Ехидный голос брата прозвучал со слегка металлическими нотками. Сам он при этом поменял свой облик: кожа лица сильно посерела, глаза стали чёрными, с красными угольками вместо зрачков, а на пальцах выросли
чудовищные когти вместо ногтей. Вылитый вурдалак, за одним нюансом…— Не настолько мелкую.
— Э!
— Не сильно хоть припахали? А то вон вижу твоего надзирателя, — отец мотнул головой в сторону стены огня, за которой проглядывался как две капли воды похожий на меня силуэт, объятый тенями, — и не нравится он мне совсем. Негативный тип, я таких за версту чую.
Я ухмыльнулся, при этом разглядывая метаморфозу мужчины. Лицо его скрыла безликая костяная маска с прорезями для глаз, вместо комбинезона появился чёрный плащ, скрывающий тело и спереди и сзади, на голове возникла такого же цвета шляпа, а в руке — карабин.
Насколько я знал, из всей нежити заигрывать с подобием огнестрельного оружия любили только жнецы.
— Пап, учитывая, что паразиты очень многое берут именно от своих хозяев, звучат твои слова так себе.
— А как по мне, многое становится на свои… — Глухой удар. — Да батя, хватит!
Огня становилось всё больше. Он уже поглотил всё кроме детской площадки, потихоньку начиная пожирать и декоративный заборчик. Сара, которая стала очень похожа на призываемых мною призраков, тревожно повела головой и заскулила.
— Сейчас пойдём, дорогая… Марк.
Объятья на секунду стали крепче, а затем костяные руки разжали свою хватку. Я не стал оборачиваться, просто чтобы хотя бы в моих воспоминаниях осталась мамина лукавая улыбка, а не голый череп лича.
— Помни, мы всегда будем рядом с тобой…
— Хе, ну теперь-то точно.
—…И на твоей стороне, несмотря ни на что. Ни на что, Марк.
— Мам, я не совсем…
Мои слова заглушил рёв пламени и собачий лай. Мир вокруг исчез…
И возник вновь, принимая форму до боли знакомой комнаты с серым навесным потолком. За приоткрытым окном барабанил дождь, и через него внутрь проникал свежий влажный воздух.

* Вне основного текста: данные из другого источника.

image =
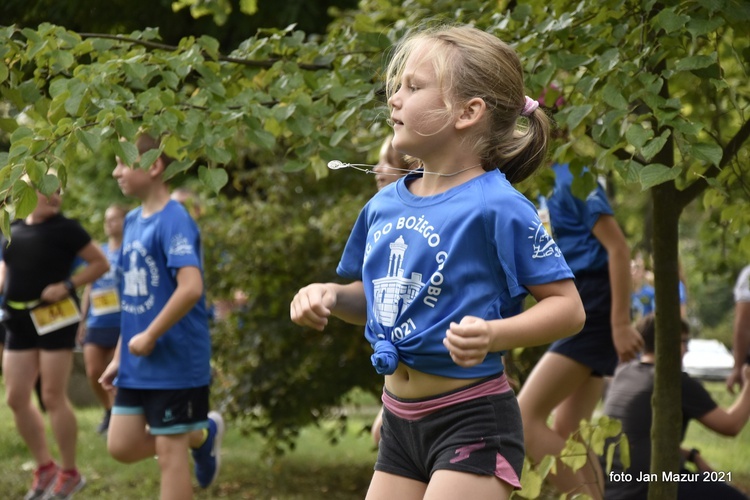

Находясь в каком-то ошалелом состоянии, я сел на кровати и глянул на часы — четыре утра. На мне была мятая форма, в которой я вчера и уснул, а сам я дрожал, словно промёрз до костей.
Марк, что это было?
—…
Нет ответа. Я бы мог предположить, что это был сон, но даже после проверки в склепе подобного мне никогда не снилось.
Серьёзно… Какого дьявола?..
***
В душе непрерывным потоком лилась горячая вода. Пар застилал внутреннее пространство ванной комнаты целиком, полностью скрывая за собой обнажённое тело Рины, что стояла, прислонившись лбом к керамической плитке.
У девушки было то самое муторное состояние, когда после напряжённого дня проводишь ночь без сна, понимая, что впереди тебя ждёт ещё один насыщенный день. Но контрастный душ, вроде как, потихоньку приводил мысли в порядок — а задуматься дампирше было над чем.
Лёгкий скрежет поворачиваемого крана. Вода из горячей становится почти ледяной, вызывая у Рины целый табун мурашек — но девушка почти не обращает на них внимания, поскольку её сильно мучает целых два вопроса.
Какого хрена она натворила вчера? И что делать теперь?